Published 28/05/2015

Under investigation: The image of Fifa has been hit again by allegations of fraud and bribery
Under investigation: The image of Fifa has been hit again by allegations of fraud and bribery

Rackateering, fraud and money laundering involving tens of millions of dollars.

Over 24 years.

Note: This is not a charge sheet against members of the Mafia.

It's another mob entirely being accused of corruption on a mass scale by US Prosecutors.

And who do they belong to? You've got it in one... Fifa...world football's governing body... supposed protectors of our beloved game!

Early yesterday morning in dawn raids, seven high ranking officials were arrested in a luxury Swiss hotel following an FBI investigation.

Some of them used bed sheets to shield themselves from public view.

One more cover up for the road.

It's been alleged that over $150 million, or £97 million in our money, was stolen away by these people.

Hours later, the Swiss authorities launched their own criminal inquiry into the bidding process for the 2018 and 2022 World Cups, with police raiding Fifa's headquarters in Zurich and seizing electronic evidence.

All told, as of yesterday, 14 people had been indicted.

You couldn't make this stuff up, though there are some in Fifa who would no doubt prefer to sweep it under a carpet.

The thing is there's no room left with all the muck already there.

Just when you thought the image of Fifa couldn't get any worse, officials, appointed or elected to represent all that is good and proper about football, had dragged it through the gutter once again.
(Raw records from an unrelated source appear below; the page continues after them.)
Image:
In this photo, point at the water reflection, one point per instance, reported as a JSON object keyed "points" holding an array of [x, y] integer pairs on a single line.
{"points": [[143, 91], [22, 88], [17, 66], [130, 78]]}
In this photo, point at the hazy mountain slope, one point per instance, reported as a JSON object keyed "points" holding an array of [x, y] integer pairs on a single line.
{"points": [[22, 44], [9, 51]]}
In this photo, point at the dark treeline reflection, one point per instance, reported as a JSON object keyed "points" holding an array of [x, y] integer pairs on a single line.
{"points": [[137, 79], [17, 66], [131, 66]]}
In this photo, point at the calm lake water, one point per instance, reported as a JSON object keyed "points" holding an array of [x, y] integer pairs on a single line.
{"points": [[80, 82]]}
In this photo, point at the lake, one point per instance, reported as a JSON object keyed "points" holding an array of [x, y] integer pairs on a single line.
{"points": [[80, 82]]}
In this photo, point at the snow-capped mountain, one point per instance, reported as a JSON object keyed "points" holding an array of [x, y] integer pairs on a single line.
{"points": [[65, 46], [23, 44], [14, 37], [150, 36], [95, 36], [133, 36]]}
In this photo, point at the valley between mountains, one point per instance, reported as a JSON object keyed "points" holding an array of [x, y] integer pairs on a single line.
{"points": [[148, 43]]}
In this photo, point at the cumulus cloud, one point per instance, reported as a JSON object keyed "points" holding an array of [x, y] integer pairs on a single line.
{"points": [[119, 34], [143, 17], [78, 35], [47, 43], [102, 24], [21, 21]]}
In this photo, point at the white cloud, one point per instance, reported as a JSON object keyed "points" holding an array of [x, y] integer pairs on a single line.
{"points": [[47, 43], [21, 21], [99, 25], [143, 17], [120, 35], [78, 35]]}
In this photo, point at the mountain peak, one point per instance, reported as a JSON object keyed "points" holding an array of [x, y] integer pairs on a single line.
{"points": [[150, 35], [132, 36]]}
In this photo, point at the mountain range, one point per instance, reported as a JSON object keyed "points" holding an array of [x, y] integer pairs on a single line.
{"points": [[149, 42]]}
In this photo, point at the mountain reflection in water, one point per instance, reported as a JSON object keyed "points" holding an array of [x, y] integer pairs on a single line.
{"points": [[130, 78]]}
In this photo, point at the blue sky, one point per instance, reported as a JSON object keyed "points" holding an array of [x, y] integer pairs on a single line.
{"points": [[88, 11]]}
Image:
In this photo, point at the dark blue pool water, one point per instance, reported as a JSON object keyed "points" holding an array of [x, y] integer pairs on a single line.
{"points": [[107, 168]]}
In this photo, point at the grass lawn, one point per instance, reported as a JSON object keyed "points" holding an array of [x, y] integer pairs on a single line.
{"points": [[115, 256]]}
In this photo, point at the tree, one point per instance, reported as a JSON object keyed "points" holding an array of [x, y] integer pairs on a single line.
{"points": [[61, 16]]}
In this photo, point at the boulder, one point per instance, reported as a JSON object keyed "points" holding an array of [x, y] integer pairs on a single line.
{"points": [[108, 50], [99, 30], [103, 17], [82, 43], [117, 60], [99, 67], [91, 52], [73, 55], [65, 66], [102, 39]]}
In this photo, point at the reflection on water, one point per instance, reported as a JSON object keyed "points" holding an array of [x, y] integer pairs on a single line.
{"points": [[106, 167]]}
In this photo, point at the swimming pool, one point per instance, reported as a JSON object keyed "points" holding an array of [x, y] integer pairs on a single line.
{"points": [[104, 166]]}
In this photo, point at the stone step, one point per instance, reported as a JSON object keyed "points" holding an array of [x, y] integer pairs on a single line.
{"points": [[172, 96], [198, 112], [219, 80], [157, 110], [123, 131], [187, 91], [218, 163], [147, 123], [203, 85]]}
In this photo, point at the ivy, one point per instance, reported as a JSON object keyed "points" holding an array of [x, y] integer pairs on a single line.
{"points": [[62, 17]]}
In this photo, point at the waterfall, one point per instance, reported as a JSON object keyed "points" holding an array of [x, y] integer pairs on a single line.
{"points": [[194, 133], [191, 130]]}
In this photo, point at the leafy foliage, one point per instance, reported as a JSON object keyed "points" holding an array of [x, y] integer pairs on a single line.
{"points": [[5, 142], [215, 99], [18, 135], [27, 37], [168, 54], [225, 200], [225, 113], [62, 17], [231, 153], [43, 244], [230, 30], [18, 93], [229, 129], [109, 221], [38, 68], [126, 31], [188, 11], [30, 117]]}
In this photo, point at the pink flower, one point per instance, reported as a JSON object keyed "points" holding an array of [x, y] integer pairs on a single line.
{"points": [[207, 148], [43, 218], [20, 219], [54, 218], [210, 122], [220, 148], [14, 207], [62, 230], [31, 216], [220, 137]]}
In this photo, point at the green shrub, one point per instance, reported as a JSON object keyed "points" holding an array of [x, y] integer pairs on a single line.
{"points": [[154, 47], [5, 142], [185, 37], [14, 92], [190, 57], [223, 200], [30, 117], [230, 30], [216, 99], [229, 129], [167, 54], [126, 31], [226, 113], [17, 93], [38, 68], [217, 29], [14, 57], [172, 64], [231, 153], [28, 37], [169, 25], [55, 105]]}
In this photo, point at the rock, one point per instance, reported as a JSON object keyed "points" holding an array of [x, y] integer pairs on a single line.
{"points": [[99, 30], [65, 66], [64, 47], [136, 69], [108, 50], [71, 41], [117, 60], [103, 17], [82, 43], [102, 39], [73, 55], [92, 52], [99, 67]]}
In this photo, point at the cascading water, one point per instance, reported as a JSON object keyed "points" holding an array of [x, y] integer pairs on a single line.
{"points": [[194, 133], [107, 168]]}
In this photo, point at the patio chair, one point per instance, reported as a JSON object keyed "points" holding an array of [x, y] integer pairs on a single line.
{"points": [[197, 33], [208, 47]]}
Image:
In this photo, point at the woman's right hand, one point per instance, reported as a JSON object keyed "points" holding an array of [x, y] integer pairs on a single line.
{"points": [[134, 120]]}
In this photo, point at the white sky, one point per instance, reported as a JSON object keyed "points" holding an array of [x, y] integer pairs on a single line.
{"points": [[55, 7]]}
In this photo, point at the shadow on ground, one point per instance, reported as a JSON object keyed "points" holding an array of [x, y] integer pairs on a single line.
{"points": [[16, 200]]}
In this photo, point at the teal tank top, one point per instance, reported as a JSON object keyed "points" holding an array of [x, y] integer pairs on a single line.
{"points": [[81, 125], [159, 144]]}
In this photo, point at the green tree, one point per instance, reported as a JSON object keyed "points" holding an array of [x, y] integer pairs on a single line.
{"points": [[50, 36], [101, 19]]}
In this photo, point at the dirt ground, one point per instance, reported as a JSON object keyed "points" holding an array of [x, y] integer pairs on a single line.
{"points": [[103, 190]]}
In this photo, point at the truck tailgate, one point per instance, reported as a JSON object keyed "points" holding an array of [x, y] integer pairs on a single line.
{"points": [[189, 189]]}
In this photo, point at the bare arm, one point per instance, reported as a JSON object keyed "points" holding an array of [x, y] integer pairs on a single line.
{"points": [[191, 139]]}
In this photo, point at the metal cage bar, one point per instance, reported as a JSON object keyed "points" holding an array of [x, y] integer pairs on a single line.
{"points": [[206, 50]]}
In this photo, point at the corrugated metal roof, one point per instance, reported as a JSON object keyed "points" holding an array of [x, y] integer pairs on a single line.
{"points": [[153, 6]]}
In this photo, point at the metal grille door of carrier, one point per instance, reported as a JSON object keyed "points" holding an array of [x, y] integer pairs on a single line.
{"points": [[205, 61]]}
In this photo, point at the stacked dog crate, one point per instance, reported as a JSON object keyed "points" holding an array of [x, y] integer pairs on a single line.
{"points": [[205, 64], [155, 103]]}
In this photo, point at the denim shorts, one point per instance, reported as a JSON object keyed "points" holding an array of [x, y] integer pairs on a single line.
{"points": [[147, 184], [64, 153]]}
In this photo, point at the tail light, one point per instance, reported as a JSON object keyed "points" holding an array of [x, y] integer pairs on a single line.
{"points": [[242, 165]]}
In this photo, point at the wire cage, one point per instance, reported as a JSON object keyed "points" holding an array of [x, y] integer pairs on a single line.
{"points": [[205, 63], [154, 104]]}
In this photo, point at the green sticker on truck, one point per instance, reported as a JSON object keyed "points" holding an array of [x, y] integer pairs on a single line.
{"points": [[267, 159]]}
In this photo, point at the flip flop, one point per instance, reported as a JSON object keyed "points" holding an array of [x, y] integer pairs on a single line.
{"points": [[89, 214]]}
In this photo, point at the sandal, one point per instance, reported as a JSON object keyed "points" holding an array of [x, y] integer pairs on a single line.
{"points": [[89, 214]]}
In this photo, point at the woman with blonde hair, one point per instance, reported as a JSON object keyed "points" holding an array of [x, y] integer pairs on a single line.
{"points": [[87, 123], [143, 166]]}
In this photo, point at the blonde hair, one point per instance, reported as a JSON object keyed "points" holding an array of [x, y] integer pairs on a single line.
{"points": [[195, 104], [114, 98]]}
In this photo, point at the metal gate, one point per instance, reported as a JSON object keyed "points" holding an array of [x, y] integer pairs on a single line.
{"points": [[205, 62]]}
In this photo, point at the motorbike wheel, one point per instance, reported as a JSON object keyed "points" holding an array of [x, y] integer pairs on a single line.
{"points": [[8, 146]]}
Isn't football the people's game?

Well, we want it back.

It's the sport we cherish, the sport that brings out more emotion in most of us than any other, the sport that can make our hearts fill with joy when our teams win and the sport that can break them with pain when our teams lose, though even then there's always hope for the next match.

It's also the sport that we play with our kids. When they run around with smiles on their faces having scored the goal to win the World Cup.
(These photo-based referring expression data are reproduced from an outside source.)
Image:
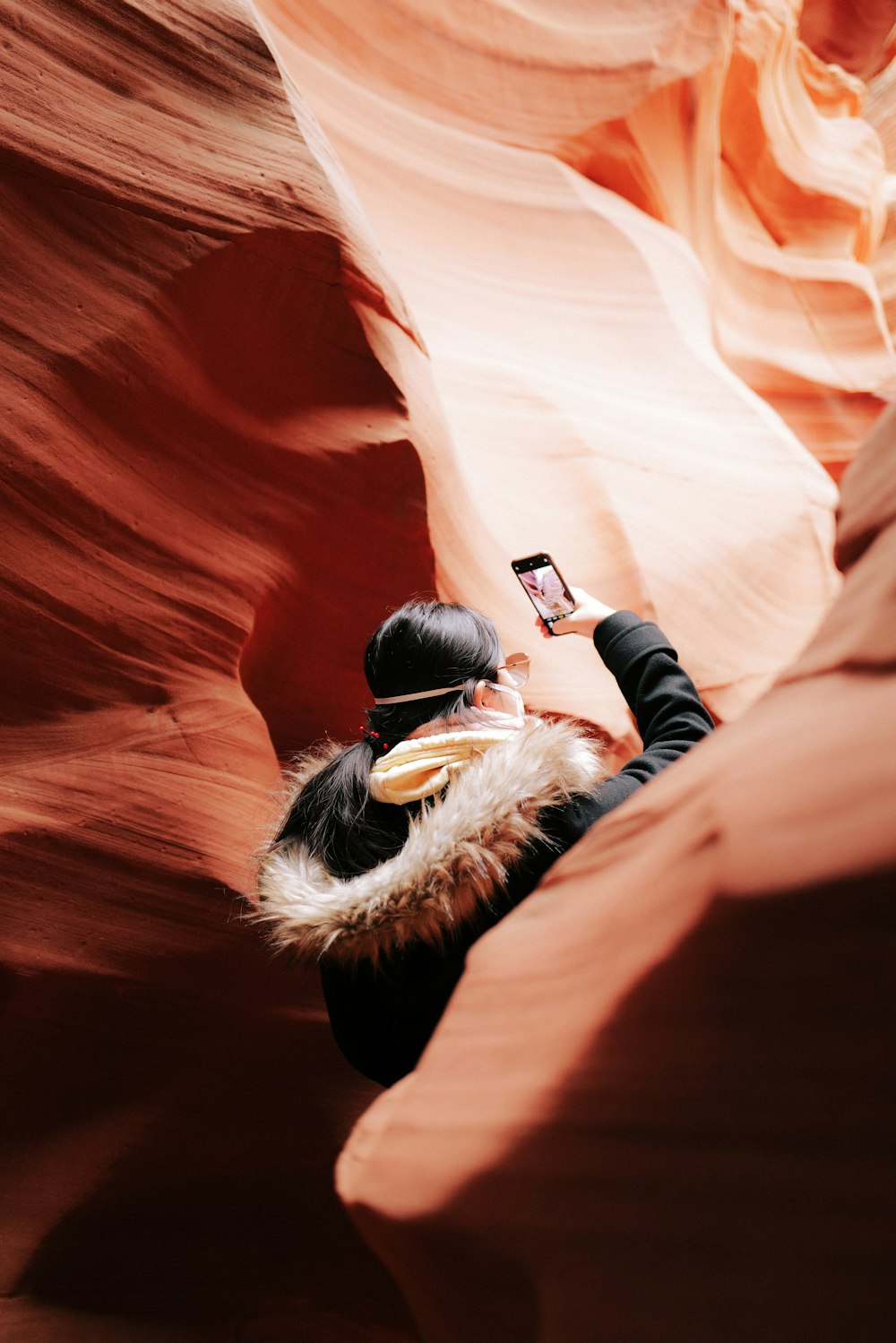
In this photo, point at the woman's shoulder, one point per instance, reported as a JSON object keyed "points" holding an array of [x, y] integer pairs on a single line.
{"points": [[455, 858]]}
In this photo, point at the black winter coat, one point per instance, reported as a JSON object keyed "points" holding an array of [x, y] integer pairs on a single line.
{"points": [[392, 942]]}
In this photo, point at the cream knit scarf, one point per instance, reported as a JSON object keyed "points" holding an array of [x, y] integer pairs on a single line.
{"points": [[422, 766]]}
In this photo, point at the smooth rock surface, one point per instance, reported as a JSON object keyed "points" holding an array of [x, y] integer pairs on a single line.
{"points": [[659, 1103], [194, 422]]}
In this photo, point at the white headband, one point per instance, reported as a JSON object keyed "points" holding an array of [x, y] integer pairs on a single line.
{"points": [[421, 694]]}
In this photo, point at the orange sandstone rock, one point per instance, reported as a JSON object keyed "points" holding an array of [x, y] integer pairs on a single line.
{"points": [[659, 1103], [712, 117], [211, 492]]}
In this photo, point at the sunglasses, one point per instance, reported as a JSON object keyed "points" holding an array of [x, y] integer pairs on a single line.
{"points": [[517, 667]]}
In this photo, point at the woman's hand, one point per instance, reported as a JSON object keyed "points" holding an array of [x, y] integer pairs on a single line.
{"points": [[583, 619]]}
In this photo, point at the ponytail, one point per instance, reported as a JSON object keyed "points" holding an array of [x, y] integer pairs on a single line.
{"points": [[340, 822], [418, 648]]}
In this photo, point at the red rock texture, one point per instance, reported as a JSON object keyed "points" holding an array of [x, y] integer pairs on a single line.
{"points": [[711, 116], [231, 443], [195, 422], [659, 1103]]}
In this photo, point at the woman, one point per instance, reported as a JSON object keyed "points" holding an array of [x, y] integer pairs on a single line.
{"points": [[398, 852]]}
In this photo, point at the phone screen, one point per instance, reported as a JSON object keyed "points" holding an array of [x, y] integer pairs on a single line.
{"points": [[547, 591]]}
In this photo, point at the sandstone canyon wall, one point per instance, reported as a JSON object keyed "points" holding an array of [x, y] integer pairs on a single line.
{"points": [[285, 340]]}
It is called the beautiful game for a reason.

It shouldn't be rotten and dirty and grubby and evil, but that's what some Fifa officials make it.

And they have been getting away with it for too long... 24 years in some cases clearly.
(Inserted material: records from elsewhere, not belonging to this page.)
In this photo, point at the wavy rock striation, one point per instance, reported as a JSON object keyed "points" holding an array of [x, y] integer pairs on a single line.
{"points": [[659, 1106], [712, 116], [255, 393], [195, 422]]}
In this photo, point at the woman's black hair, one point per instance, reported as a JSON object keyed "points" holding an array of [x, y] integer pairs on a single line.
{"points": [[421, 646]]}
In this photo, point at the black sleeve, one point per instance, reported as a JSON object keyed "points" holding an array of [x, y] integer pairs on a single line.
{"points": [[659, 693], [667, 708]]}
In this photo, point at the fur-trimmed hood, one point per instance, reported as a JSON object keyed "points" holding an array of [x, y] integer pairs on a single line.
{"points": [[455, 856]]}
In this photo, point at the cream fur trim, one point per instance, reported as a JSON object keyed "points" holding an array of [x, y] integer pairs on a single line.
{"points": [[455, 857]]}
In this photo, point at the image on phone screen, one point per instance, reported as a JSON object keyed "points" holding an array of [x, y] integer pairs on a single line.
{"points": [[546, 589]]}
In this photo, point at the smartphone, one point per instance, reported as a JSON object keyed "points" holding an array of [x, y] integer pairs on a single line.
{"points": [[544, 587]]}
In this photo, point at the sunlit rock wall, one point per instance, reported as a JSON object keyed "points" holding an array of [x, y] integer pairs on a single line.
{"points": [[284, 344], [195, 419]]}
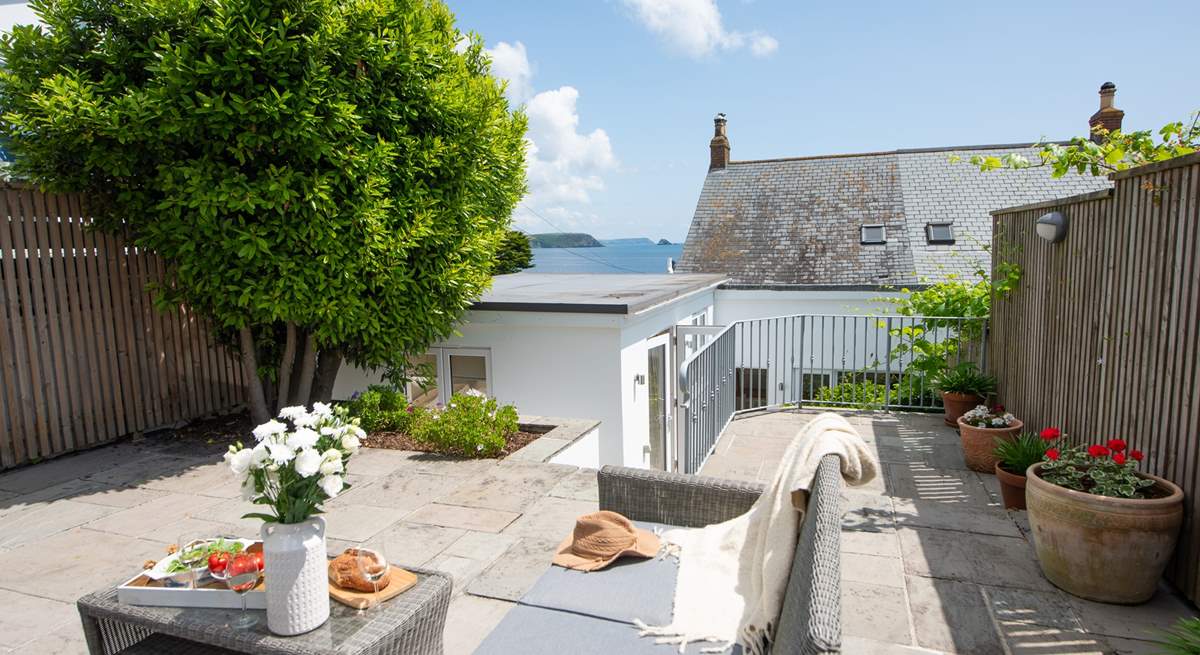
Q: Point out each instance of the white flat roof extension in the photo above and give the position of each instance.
(589, 293)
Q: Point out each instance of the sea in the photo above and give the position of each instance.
(611, 259)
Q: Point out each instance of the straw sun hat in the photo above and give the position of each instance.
(600, 538)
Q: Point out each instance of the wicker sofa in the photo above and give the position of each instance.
(568, 612)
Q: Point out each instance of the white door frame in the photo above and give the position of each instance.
(667, 383)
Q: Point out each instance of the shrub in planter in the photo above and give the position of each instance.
(1102, 530)
(862, 395)
(1014, 457)
(472, 425)
(979, 430)
(963, 386)
(381, 408)
(1181, 640)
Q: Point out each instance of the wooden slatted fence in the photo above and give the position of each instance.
(1103, 335)
(84, 356)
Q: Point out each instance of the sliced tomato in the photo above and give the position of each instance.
(217, 563)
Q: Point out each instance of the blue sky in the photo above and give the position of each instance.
(647, 77)
(622, 92)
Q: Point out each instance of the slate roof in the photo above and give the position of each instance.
(796, 221)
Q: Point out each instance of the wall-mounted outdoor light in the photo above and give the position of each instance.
(1053, 227)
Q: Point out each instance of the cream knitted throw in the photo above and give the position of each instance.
(732, 575)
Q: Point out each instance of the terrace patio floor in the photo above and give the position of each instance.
(931, 562)
(929, 558)
(77, 523)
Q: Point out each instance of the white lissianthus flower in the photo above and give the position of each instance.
(239, 460)
(259, 456)
(331, 462)
(307, 463)
(303, 438)
(280, 454)
(306, 420)
(331, 485)
(269, 428)
(292, 413)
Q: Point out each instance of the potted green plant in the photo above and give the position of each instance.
(979, 430)
(1014, 457)
(963, 386)
(1102, 530)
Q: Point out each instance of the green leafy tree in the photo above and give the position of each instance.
(325, 179)
(514, 253)
(1109, 152)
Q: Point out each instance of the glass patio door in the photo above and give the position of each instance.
(658, 388)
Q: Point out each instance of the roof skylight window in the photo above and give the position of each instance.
(874, 235)
(940, 233)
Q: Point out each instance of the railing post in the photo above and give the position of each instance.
(887, 368)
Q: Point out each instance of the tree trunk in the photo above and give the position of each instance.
(328, 365)
(307, 368)
(286, 362)
(255, 397)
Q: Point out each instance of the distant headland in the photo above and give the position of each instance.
(581, 240)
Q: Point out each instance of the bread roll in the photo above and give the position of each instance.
(343, 571)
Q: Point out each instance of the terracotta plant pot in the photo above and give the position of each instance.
(1108, 550)
(978, 444)
(1012, 488)
(957, 404)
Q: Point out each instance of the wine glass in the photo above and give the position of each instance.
(373, 566)
(240, 576)
(192, 553)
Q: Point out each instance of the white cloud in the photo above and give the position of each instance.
(696, 29)
(16, 14)
(564, 166)
(510, 62)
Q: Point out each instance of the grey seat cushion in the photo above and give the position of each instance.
(539, 631)
(628, 589)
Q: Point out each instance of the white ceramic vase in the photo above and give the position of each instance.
(297, 578)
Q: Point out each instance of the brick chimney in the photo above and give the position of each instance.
(1108, 116)
(718, 148)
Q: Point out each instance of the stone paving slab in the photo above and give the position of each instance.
(467, 518)
(510, 487)
(516, 570)
(469, 620)
(971, 582)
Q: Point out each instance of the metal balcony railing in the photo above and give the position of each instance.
(816, 360)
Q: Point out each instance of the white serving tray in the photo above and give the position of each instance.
(142, 590)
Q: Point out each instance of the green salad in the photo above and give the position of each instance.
(201, 554)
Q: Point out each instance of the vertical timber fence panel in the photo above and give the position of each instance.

No more. That carpet I mentioned... yesterday when those arrests were made there was almost something noble about seeing the rug being swept from under them.

Finally, and let's be thankful for this, there is something seriously being done about all these wrongdoings. Let's not stop now. I hope the authorities, from the US and elsewhere, continue to find the corrupt, the culprits and rip out the weeds in the garden.

Fifa president Sepp Blatter last night promised to do just that, describing yesterday's events as 'a difficult time for football'. Not difficult enough though for him to postpone tomorrow's election which is likely to see him win a FIFTH term in office.

Normally in football it is the boss who gets the chop when those under him aren't performing well.

Could some of the Fifa members led away by police yesterday, who Blatter incidentally has praised to high heaven in the past, performed much worse?

Yet Sepp, unless he has a dramatic change of mind and decides to resign, is all set to continue as president.

Surely the man, as figurehead of Fifa, has to take some responsibility for what has been going on in his organisation.

It will also be interesting to see what happens now with the 2018 World Cup in Russia and 2022 World Cup in Qatar.

Fifa say those countries will host as planned, but the final chapter of that controversial tale may not have been written just yet.

Northern Ireland play Qatar in a friendly in Crewe, of all places, on Sunday.

Expect a little more media interest in that game now.

What every decent person involved in football is interested in most is having trust in the people who run the sport. That is in short supply right now.

We can only hope that will change in the future.

Those dawn raids may be the new start we needed.